7. Implication of the Findings

Strong evidence was discovered, as was already mentioned, that high-stakes ESSLCEE had a detrimental effect on students’ out-of-classroom English learning habits. Additionally, students with varying degrees of academic achievement levels have a sizable amount of washback variability. There is obviously washback from the high-stakes ESSLCEE for all four achieving groups, but it is more pronounced for the low achieving groups (“Fair” and “Satisfactory” scorers). The study has implications that EFL teachers should put in place various mechanisms to encourage positive washback, commencing before the start of the classroom lesson. In order for students to be aware of the use of the target language, EFL teachers should inform the students about how English will be used in the future in their programs. The development of language skills depends heavily on placing students in circumstances where they become aware of out-of-classroom language learning practices.

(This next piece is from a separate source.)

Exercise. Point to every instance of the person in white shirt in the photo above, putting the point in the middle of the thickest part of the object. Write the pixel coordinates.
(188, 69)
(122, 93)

The idea of “learner autonomy” should be communicated to students, and strategies for fostering it should be recommended. EFL teachers should assist students in identifying their preferred strategies of learning English and then instruct them on how to apply those strategies both in and out of the classroom. In addition, they are urged to support their students in using strategies that help them practice each language element equally. The discovery also implies that the test design for the EFL should be reviewed. The test’s weighting should be in line with the curriculum. In other words, the test elements should unquestionably be equally weighted. Students will be expected to give each component equal weight in this manner. In this way, students would be expected to attach equal importance to each component. The test should be more communicative in its nature. The test content could be redesigned to achieve this. It would be wise to test students’ command of the English language directly or by seeing how well they produce language rather than using discrete objective items. The focus would shift from linguistic accuracy to communicative competence, potentially altering how students learn. The findings of this study can also provide policy makers, syllabus designers, educators, and other stakeholders with insights on how to promote positive washback.

8. Limitations and Future Trajectories

When conducting research, limitations are a given. As a result, there are several limitations for the current study that should be taken into account for subsequent research in the field. First, the study concentrated on the context of secondary school students in Ethiopia, which might not accurately reflect the situation of students in other countries. Future scholars can therefore expand their investigation into areas that the current study did not cover. Second, all of the survey questions were of the closed-ended variety. More closed and open-ended items would need to be added to a future study of a similar nature to get more detailed data. Third, rather than delivering the self-reported items to the respondents all at once, the participants should be required to keep a written record every day for a specific number of weeks to get more accurate data on what students independently practice outside of the classroom. Finally, future researchers should either develop distinct FGD based on their achievement groups or conduct interviews separately to avoid the over dominance of some participants on the others during FGD.

Data Availability

The data that support the findings of this study are available from the corresponding author, (Getachew Desalegn Debisa), upon reasonable request.

Conflicts of Interest

The authors declare that there are no conflicts of interest in conducting this research.

Acknowledgments

We would like to extend our heartfelt gratitude to participants of the study and administrative bodies of Leka–Nekemte and Arjo Secondary Schools for their cooperation during the study. This study was financially supported by Wollega University, Nekemte, Ethiopia with Grant Number (WUSGS/207/2012).